Created by the two-person Spanish team Mango Protocol, MechaNika's destructive subject matter is anything but traditional, but the rest of its design will feel far more familiar to point-and-click adventure fans. The screenshots and trailer show off its hand-drawn cartoon aesthetic, and the game promises to be filled with "puzzles that can be solved in different ways through classical object interactions and some crazy dialogs."

MechaNika is available now for Android devices on Google Play, and an iOS version is also in the works, expected to be released some time next month.



The Cold War may be over, but the Russians could still have a few tricks up their sleeves – or at least hidden away in underground bunkers. We'll soon get to find out for themselves, as indie developer Nightly Studios has just announced its upcoming comic adventure, Bunker: The Underground Game.

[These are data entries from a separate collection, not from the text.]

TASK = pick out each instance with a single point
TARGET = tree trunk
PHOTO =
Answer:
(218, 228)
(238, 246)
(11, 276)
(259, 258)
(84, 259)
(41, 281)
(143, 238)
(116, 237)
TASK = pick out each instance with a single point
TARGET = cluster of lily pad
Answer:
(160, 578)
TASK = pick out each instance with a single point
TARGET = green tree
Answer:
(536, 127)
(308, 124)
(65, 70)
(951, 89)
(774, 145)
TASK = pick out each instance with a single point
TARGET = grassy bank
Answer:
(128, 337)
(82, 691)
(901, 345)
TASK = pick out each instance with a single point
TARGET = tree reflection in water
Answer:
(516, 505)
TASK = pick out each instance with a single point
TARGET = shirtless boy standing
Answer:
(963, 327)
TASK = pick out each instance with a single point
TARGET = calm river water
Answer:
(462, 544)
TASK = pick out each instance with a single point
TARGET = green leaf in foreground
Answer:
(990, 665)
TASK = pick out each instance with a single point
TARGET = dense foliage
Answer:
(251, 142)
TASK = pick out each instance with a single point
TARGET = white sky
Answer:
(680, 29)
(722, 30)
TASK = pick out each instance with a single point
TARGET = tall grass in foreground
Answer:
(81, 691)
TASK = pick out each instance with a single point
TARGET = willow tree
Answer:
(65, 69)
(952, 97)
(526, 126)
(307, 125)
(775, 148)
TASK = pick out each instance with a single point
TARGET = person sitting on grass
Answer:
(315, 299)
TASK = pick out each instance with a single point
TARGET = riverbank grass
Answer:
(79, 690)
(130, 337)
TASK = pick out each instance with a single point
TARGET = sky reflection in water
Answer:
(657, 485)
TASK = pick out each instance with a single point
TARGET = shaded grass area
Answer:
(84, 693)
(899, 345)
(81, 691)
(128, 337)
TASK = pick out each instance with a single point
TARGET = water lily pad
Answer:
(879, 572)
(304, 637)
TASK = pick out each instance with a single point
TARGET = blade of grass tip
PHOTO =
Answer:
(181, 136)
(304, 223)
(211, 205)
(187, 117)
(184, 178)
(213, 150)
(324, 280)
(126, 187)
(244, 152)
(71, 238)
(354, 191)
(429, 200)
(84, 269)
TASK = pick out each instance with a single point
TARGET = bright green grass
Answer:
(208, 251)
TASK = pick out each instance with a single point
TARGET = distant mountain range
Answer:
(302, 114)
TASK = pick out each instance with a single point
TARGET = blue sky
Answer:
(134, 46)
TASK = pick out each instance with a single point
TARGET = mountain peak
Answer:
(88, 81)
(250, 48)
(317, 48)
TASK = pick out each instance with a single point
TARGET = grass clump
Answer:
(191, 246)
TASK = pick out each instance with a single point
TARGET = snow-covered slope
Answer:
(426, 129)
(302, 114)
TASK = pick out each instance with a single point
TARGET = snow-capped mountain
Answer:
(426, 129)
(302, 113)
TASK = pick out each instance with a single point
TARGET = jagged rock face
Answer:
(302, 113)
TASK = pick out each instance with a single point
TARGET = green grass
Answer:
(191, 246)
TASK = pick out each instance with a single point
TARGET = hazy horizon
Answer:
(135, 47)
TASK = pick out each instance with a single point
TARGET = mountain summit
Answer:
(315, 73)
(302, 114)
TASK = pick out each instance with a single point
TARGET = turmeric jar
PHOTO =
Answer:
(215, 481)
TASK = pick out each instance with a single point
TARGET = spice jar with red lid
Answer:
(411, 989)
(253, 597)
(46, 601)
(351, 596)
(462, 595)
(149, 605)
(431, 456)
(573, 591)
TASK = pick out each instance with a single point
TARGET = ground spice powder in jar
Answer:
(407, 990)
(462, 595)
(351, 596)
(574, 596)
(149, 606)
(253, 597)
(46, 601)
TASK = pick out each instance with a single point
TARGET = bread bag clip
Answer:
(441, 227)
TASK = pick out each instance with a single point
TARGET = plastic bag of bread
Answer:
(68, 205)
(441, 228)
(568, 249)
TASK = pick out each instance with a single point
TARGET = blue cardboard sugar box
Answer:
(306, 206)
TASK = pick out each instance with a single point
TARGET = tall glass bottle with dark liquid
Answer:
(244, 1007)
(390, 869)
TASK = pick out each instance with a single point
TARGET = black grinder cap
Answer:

Bunker stars Otto Thompson, a young hipster seeking a date through an online ad. Unfortunately for Otto, the "beautiful girl he chatted with turns out to be a hairy Russian dude." Before long, Otto finds himself kidnapped and waking up in "what just might be the oddest Soviet era bunker he has ever been unwillingly dragged to." In order to escape his predicament, preferably without starting a nuclear World War 3, Otto must "struggle with old Russian technology and ponder cultural differences" in solving puzzles as "things take [one] ridiculous turn after another, until the inevitable epic confrontation with the final boss."

Given its political sensibilities, it should come as no surprise that Bunker is itself a retro point-and-click adventure, inspired by the great LucasArts classics and promising a mix of "old school puzzles with new school twists". Jokingly referred to as "episodic" yet really just a single standalone adventure, Bunker will nevertheless be fairly short, providing an expected 2-4 hours of play time.

There is currently no firm release date scheduled, but look for Bunker: The Underground Game to be completed sometime this year for PC, with Mac and Linux versions to follow.